Using a private network this way makes it so easy to access and secure services across the Internet. Without Tailscale I’d have to configure all kinds of authentication and firewall — way out of my comfort zone.

Privacy

All Tailscale traffic is encrypted with the WireGuard protocol. Tailscale does the magic to synchronise keys and connections between devices. For that to work you obviously have to trust their software and apps. Not all of the official Tailscale software is open source. I’m very interesting in Headscale which is an alternate open source implementation of the control server. Unfortunately the iOS app is not compatible yet.

What concerns me somewhat is the data Tailscale collects on internal networks. Their privacy policy is your typical catch-all hand-wavy vague legalese. They need some data for the service to work. But just how much network activity do they collect and log?

At the end of the day, a service like Tailscale lives and dies by its reputation.
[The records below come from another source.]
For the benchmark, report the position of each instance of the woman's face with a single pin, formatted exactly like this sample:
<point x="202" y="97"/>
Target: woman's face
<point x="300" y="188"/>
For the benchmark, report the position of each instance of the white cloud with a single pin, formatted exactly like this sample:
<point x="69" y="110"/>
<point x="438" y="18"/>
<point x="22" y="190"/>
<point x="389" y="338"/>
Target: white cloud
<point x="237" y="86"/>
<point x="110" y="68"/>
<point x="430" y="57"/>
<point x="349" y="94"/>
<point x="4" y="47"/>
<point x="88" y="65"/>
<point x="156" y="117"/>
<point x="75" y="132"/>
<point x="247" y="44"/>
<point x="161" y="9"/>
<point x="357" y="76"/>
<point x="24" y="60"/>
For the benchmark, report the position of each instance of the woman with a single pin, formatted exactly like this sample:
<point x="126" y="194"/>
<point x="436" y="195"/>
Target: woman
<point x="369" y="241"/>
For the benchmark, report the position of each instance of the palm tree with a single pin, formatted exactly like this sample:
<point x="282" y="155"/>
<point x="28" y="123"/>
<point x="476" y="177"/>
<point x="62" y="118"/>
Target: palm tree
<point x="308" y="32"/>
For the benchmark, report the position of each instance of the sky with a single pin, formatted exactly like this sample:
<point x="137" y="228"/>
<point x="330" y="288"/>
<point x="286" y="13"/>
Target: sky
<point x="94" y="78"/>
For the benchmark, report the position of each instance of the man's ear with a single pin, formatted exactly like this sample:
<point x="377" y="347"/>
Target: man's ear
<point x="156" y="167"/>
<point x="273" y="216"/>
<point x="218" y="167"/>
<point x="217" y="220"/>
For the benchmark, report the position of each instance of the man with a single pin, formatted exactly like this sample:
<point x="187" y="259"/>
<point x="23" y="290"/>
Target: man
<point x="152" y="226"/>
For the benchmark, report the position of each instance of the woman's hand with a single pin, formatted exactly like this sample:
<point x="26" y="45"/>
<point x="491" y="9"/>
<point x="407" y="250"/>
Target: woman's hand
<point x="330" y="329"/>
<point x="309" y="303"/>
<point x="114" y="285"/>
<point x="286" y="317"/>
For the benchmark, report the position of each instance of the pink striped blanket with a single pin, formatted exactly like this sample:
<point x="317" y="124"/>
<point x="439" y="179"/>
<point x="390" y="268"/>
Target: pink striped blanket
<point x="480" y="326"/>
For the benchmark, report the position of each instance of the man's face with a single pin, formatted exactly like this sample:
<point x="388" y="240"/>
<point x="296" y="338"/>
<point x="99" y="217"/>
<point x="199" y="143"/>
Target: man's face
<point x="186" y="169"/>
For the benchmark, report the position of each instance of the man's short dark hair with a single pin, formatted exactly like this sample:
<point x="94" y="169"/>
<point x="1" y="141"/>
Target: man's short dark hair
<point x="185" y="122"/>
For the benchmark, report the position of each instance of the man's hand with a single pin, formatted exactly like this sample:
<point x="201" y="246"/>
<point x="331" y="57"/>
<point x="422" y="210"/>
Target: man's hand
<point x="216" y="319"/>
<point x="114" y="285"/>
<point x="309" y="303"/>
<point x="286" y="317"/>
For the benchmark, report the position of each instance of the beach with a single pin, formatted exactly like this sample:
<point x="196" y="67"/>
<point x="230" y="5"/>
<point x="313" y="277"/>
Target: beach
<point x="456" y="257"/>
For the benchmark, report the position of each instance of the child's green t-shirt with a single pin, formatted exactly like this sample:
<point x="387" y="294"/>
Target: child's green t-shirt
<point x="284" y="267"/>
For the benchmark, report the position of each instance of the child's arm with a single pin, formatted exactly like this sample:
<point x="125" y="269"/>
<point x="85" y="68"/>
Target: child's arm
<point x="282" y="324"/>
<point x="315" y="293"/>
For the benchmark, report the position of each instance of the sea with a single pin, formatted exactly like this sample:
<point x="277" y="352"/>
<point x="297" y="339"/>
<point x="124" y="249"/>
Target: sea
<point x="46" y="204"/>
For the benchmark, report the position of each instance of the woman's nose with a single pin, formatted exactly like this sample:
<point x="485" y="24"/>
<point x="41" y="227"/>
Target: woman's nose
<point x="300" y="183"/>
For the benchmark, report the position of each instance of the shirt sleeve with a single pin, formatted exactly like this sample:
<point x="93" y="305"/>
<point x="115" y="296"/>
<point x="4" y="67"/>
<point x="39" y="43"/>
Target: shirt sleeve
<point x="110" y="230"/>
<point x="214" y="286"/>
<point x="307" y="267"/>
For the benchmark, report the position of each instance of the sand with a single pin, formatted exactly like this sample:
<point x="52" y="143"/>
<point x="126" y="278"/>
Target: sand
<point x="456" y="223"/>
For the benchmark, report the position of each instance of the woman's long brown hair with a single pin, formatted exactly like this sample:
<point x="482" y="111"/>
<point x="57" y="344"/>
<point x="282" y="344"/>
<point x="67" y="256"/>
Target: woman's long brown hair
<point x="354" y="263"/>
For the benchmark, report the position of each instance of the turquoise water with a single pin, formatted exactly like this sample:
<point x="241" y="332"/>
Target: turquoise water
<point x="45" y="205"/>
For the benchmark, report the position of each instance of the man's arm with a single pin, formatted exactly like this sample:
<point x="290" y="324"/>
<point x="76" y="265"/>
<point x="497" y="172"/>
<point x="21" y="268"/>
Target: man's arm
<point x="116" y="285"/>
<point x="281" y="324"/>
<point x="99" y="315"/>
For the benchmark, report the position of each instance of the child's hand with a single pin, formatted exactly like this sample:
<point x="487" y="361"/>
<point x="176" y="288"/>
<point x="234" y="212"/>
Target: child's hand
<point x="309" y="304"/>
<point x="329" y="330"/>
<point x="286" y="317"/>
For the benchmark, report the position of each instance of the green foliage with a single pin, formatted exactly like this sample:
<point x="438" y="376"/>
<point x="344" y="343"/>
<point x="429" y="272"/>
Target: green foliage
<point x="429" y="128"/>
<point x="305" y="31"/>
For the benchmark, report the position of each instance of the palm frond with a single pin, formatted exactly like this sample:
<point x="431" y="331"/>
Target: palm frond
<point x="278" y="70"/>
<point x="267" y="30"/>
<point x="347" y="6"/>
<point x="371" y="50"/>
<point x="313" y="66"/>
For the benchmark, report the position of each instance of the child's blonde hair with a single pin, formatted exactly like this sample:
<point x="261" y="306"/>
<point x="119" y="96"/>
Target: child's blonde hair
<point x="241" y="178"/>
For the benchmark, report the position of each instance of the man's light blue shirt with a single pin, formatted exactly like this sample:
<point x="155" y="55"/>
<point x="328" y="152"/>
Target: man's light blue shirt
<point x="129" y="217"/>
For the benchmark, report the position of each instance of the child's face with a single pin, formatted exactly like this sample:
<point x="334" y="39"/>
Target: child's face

One privacy blunder would destroy them. Tech-savvy audiences enjoy holding a grudge. As of writing, Tailscale are at least saying and doing the right things for me to take the risk.

I hope their business model allows them to remain independent. I hate to be pessimistic but I fully expect a tech giant to buy them out. That would mean an inevitable decline in quality and ethics. Their privacy policy makes sure to cover “Sale of business”.


Basically Tailscale does one thing extremely well and the accompanying features aren’t bad either. The free tier suits me very well too! It’s a shame the iOS app needs work but I expect they’ll fix that.